En philosophe politique, l’adage selon lequel « l’homme est un loup pour l’homme » semble souvent considéré comme constituant une sorte de violation du sacro-saint concept du « bon sauvage » de Rousseau, selon lequel l’homme est bon au départ, et ne se trouve donc qu’à être corrompu par la société. Or, le simple fait de décrire ce paradoxe d’une façon on ne peut plus élémentaire, comme je viens de le faire, permet surtout de révéler que ces deux principes sont loin d’être contradictoires, et se trouvent même à dire bout de ligne la même chose !…

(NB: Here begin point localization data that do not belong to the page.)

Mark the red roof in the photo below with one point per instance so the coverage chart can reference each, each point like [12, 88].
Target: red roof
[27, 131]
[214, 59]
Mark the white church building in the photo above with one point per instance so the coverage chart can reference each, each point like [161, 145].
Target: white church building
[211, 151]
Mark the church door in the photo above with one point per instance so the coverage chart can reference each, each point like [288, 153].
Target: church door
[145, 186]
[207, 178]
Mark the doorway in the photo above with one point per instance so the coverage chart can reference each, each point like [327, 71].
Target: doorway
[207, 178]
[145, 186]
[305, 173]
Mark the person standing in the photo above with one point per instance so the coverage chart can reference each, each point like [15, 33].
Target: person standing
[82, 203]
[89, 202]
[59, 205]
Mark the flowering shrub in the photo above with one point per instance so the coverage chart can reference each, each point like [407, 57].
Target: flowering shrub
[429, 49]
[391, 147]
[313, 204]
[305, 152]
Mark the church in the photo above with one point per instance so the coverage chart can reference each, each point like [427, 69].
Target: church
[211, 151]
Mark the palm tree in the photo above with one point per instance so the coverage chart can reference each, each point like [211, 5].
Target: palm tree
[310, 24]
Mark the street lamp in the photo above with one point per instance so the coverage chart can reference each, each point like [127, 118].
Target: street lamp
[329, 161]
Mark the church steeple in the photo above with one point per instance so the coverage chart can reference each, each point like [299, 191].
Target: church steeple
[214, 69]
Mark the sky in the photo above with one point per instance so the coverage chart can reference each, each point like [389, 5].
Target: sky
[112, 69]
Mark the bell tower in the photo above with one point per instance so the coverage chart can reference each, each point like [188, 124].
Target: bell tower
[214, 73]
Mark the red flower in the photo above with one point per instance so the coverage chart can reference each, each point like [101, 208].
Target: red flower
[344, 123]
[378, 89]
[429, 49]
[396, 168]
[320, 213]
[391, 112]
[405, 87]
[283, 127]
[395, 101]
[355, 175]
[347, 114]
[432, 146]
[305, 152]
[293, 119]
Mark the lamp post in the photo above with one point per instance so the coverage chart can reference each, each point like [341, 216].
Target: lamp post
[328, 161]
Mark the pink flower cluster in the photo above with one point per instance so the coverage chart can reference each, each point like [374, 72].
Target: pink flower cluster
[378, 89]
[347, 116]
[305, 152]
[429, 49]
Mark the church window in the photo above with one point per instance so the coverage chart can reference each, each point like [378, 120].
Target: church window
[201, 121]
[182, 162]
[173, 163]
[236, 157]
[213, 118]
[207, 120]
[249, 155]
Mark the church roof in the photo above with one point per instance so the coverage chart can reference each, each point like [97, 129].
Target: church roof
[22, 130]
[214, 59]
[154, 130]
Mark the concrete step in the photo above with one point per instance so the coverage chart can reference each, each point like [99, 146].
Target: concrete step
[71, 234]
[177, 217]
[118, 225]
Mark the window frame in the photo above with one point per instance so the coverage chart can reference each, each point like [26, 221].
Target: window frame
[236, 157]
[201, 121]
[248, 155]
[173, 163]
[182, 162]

En effet, Rousseau semble le premier à reconnaître que l’homme n’est réellement bon que tant et aussi longtemps que ne s’est justement pas fait sentir l’effet plutôt néfaste de la civilisation, et ce en tout premier lieu à travers l’éducation, dont je me permettrais d’ajouter que celle-ci tend même à se rapprocher davantage d’une forme de déséducation, à mesure que la civilisation en question se trouve à « gagner » en complexité…

De toute façon, la plupart des philosophes dont provient réellement l’expression en question prenaient eux-mêmes bien soin de préciser que l’homme n’est pas non plus qu’un loup pour l’homme, à commencer par Thomas Hobbes, auquel la citation est habituellement attribuée, et qui précisait donc que l’homme « peut à la fois être un dieux et un loup pour l’homme ». La notion de dieu peut alors représenter d’une part les côtés bénéfiques de la civilisation, dont il faut avouer qu’ils sont quand même plutôt nombreux, et d’autre part le potentiel bien réel, mis davantage en lumière par Rousseau, qu’a l’humain de se développer de manière à devenir un être foncièrement bon, et dont l’action sur son entourage s’avèrerait nettement bénéfique.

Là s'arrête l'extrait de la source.